Lieihtenstein telah menyerahkan beberapa atribut kedaulatannya
kepada negara-negara lain. Swiss misalny dalam dinas Pos dan
Bea Cukai. Juga di bidang diplomatik, pengadilan banding, serta
mempergunakan mata uang.
Liechtenstein juga tak punya tentara. Fakta ini dianggap
sebagai penyebab ketidakmampuan negara itu untuk menjalankan
kewajiban Internasional sebagaimana disebut dalam Covenant
LBB. Menurut para penulis hukum internasional baik Covenant
LBB maupun piagam PBB menunjukkan dengan jelas bahwa hanya
negara berdaulat penuh dan punya kemampuan untuk memenuhi
kewajiban imternasional yang dapat diterima sebagai anggota.
Stephen M. Schwebel, anggota Dewan Redaksi Majalah hukum
internasional yang terkemuka menilai sikap lBB itu sebagai
mencerminkan tanggung jawab internasional yang tinggi. Lebih
daripada sikap Majelis Umum PBB tahun 1971 ketika badan ini
menyetujui masuknya Qatar, bersama-sama dengan Bahrain dan
Bhutan ke dalamnya. Mengapa sikap kedua organisasi itu berbeda?
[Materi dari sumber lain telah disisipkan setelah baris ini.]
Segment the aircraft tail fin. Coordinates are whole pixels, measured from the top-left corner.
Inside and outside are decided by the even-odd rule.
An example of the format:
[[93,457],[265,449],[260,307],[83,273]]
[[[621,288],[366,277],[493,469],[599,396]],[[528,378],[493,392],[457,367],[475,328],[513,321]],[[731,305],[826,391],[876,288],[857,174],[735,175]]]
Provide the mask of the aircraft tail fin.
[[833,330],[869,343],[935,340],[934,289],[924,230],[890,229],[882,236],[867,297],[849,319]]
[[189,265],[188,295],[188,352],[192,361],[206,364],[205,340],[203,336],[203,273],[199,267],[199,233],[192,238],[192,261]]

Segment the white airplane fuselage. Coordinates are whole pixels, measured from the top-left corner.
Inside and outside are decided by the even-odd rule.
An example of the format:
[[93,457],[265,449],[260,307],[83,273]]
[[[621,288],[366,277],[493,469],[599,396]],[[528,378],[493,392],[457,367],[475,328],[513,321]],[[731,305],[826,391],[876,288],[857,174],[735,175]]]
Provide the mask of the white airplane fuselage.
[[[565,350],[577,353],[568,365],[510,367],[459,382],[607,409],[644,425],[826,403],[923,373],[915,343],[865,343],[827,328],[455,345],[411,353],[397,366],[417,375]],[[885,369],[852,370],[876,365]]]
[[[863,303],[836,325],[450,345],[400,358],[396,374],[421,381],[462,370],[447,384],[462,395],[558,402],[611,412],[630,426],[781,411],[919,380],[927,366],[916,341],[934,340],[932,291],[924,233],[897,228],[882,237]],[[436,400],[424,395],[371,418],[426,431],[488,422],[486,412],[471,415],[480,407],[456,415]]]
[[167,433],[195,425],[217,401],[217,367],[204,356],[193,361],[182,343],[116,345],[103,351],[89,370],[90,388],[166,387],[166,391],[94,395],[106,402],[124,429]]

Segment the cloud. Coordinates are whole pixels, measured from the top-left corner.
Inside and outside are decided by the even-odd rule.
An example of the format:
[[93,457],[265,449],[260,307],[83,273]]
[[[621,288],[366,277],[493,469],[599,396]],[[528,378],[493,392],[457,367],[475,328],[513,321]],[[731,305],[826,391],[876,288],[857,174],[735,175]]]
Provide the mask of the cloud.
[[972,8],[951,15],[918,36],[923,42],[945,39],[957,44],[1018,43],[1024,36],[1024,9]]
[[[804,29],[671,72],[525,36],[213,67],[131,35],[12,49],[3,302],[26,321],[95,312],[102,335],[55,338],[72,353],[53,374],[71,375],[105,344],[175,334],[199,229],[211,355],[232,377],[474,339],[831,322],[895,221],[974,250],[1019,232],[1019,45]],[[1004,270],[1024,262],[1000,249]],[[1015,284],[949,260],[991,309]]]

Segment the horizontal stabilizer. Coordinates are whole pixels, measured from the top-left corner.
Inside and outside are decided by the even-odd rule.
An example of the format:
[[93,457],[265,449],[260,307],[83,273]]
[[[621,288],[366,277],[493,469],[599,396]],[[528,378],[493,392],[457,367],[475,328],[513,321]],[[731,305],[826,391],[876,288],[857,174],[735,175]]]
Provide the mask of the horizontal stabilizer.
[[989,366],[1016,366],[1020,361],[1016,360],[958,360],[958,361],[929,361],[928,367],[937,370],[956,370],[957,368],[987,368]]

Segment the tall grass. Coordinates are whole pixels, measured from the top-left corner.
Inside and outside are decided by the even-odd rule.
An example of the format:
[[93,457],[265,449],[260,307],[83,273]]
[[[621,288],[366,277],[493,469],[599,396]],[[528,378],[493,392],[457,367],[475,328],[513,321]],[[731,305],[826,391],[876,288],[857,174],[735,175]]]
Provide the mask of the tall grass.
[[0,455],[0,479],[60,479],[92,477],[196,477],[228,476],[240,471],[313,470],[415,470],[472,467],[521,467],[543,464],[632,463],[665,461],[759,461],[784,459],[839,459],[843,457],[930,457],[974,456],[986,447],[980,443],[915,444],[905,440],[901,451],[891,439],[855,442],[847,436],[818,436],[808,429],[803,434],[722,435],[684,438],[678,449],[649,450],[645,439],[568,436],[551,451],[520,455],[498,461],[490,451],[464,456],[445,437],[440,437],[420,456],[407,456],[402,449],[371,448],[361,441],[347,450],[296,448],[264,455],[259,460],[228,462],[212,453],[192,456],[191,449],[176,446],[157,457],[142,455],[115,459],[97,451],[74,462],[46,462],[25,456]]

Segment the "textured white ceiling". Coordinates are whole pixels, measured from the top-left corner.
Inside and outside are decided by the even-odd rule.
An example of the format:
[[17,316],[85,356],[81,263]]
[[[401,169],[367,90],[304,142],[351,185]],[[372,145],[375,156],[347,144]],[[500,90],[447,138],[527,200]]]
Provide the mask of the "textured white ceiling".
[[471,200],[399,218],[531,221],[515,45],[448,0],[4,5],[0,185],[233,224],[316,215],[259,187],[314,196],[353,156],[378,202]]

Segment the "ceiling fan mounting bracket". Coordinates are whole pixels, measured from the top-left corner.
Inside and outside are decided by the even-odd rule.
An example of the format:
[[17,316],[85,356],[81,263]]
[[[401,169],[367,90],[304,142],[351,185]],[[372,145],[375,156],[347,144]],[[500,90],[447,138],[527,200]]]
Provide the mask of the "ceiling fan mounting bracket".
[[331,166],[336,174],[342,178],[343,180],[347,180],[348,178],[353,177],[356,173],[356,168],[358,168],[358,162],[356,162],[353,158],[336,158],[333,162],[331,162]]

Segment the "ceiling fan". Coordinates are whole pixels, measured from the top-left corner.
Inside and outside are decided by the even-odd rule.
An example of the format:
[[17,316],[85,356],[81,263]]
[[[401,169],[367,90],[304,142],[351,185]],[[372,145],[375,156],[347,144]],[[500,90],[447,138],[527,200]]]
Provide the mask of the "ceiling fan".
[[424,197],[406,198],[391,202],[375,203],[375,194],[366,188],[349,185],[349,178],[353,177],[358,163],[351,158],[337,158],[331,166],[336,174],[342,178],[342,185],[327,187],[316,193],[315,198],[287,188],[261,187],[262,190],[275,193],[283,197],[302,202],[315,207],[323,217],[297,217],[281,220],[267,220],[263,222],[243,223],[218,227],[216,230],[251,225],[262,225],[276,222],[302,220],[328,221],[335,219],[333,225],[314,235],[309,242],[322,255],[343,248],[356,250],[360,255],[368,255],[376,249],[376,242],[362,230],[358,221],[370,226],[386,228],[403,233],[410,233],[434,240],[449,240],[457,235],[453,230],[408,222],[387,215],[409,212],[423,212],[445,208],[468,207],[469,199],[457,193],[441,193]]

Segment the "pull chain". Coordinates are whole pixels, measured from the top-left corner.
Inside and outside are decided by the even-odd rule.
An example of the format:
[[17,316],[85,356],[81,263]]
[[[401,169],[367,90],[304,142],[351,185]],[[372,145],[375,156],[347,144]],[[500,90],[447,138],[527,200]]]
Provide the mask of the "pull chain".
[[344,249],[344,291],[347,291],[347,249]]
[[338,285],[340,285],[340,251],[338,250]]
tanya anggota Redaksi American Journal of International itu.
Liechtenstein. kata Schwebel yang juga Deputi Legal Aviser,
State Department AS itu. pada tahun 1920 telah lebih 200 tahun
merdeka. Sedang Qatar pada 171 baru merdeka beherapa minggu.
Liechtenstein memang lebih kecil (62 mil persegi) dari Qatar (4
ribu mil persegi). Penduduk Qatar 80 ribu, juga lebih besar
dari Liechtenstein. Tapi negara terakhir ini berindustri tinggi
dan kaya di bidang pertanian,sedang Qatar hanya mengandalkan
minyaknya (189.348.000 barel selama 1974). Negara pertama
bebas buta huruf sedangkan di Qatar masih banyak yang belum bisa
membaca menulis. Yang pertama punya pengalaman dalam hubungan
internasional, sedang negeri kecil di Timur Tengah itu boleh
dikatakan nol -- walaupun karena minyaknya ia adalah anggota
OPEC.
Masih untung Qatar dan Bahrain (195 ribu jiwa, 231 mil
persegi), biar kecil-kecil tapi punya minyak. Ada sebilangan
lagi negara yang lebih kecil dari keduanya baik dari sudut
penduduk, sumber-sumber alam serta wilayah. Mereka lahir
sejalan dengan menderasnya proses dekolonisasi setelah PD II.
Merekapun segera mengurus keanggotaan di PBB. Tak heran kalau
jumlah anggota badan dunia cepat meninggi. Dari hanya puluhan di
tahun 1950-an. menjadi 144 hingga 1975 (lihat daftar). Dan
sekitar 2/3-nya adalah negara-negara yang merdeka setelah PD II.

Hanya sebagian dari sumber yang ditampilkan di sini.